Strategy

30th May 2013

Make Me Feel Important! by Ian Kinnery

Mary Kay Ash, the entrepreneur allegedly said, “Pretend that every single person you meet has a sign around his or her neck that says, “Make me feel important.” Not only will you succeed in sales, you will succeed in life.”
Here is something that I wish I had learned 30 years ago and I urge you to try it. Over the next few days, whoever you meet, make them feel important.
Of course you are going to have to work out just how you are going to do that. Perhaps praising someone will work, or will they see that as hollow? What about flattering someone? They may well see that just as your attempt to creep around them. So how are you going to go about making someone feel important, exactly?
Let me make a suggestion. Try listening to them. It is that simple. I mean really listen to them. The highest honour we can pay another person is to really listen to them, with respect, without judgement, with genuine interest and most importantly without interruption. Try it.
Be warned, it is not as easy as I make it sound. Observe any human interaction over the next few days and I guarantee that you will be astounded at what you see. People talking over each other, people never really listening to each other, one person can’t wait for the other to draw breath so that they can say what they want to say, irrespective of the first person’s comments. It would be easy to think of a conversation as a game of verbal tennis.
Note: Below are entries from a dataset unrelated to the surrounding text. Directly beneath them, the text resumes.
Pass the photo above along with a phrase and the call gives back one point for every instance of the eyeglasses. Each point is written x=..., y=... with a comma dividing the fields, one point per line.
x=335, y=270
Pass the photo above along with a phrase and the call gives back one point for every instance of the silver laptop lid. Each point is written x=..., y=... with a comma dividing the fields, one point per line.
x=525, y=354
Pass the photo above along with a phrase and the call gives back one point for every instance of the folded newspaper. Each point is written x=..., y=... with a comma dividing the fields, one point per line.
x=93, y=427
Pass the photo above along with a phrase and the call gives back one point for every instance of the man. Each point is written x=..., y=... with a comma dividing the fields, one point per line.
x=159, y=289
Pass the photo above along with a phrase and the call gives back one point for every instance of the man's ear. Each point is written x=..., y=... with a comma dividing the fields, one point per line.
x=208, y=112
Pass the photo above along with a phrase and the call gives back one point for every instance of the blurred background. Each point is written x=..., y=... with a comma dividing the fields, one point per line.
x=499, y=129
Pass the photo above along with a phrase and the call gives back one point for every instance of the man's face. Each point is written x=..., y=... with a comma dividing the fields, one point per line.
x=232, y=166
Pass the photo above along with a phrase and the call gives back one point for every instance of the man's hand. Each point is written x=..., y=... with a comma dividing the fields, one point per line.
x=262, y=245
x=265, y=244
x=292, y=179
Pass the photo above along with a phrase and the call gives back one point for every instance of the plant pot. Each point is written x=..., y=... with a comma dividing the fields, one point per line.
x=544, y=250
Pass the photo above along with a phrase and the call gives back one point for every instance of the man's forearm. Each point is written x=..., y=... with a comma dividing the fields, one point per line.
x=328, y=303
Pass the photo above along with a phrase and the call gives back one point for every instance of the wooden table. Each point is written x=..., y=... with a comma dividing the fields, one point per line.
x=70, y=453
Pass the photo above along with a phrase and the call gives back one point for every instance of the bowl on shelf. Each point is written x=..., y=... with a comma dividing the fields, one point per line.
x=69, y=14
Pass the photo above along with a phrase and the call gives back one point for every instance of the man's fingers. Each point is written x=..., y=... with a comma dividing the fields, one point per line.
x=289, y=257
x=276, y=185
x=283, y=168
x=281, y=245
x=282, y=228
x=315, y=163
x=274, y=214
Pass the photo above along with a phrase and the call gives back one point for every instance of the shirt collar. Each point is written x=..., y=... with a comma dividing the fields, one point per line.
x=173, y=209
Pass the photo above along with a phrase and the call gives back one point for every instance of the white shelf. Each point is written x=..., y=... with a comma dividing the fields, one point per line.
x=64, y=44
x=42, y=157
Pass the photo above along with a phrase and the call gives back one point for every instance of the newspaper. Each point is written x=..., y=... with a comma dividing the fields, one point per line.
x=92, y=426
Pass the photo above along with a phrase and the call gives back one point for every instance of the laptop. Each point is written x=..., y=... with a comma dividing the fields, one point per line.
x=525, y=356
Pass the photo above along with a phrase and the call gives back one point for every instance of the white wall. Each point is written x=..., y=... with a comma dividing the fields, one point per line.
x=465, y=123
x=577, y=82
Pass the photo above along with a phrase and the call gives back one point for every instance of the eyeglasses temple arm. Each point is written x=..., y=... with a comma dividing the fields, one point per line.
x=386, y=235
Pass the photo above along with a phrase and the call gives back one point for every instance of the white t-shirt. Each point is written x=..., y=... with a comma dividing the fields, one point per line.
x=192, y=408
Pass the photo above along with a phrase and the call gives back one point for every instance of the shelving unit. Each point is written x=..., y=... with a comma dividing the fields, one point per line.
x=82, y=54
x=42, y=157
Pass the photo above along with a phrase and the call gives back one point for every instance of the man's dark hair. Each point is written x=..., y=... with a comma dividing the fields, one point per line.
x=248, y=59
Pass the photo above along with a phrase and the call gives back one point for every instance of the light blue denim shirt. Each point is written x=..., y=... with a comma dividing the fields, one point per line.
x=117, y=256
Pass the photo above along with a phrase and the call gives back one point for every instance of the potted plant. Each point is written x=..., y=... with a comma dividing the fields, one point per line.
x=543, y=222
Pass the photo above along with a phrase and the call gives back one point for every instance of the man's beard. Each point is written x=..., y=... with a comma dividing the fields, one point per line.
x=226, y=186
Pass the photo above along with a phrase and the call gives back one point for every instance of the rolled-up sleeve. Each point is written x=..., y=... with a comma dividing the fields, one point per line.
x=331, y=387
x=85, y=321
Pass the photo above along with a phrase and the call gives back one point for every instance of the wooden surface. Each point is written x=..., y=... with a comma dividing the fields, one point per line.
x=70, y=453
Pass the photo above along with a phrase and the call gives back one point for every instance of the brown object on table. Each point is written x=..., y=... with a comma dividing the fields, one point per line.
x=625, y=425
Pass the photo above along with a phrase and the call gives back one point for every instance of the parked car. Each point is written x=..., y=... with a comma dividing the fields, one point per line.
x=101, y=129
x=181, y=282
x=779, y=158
The first person serves up a comment and the second returns that service and on the rally goes, but what you will invariably see is that conversations don’t often go like that. Sometimes the threads are so diverse that the two people could be having entirely separate and diverse conversations with themselves, they just take it in turn to do the speaking. A little like playing tennis with two individual balls, or to stretch the analogy one is playing tennis and the other badminton.
So try listening for a day or two and notice what you notice about the reaction that you get. Don’t interrupt. Provide some feedback that will let the speaker know that you are not only listening but listening with interest. Ask for clarification on a point or two with a well meant question like “tell me when you said “beautiful”, what exactly did you mean?”. Play back some of the speaker’s exact language. Often they are astounded at how much and how close attention you have been paying them and then notice how their reaction to you changes.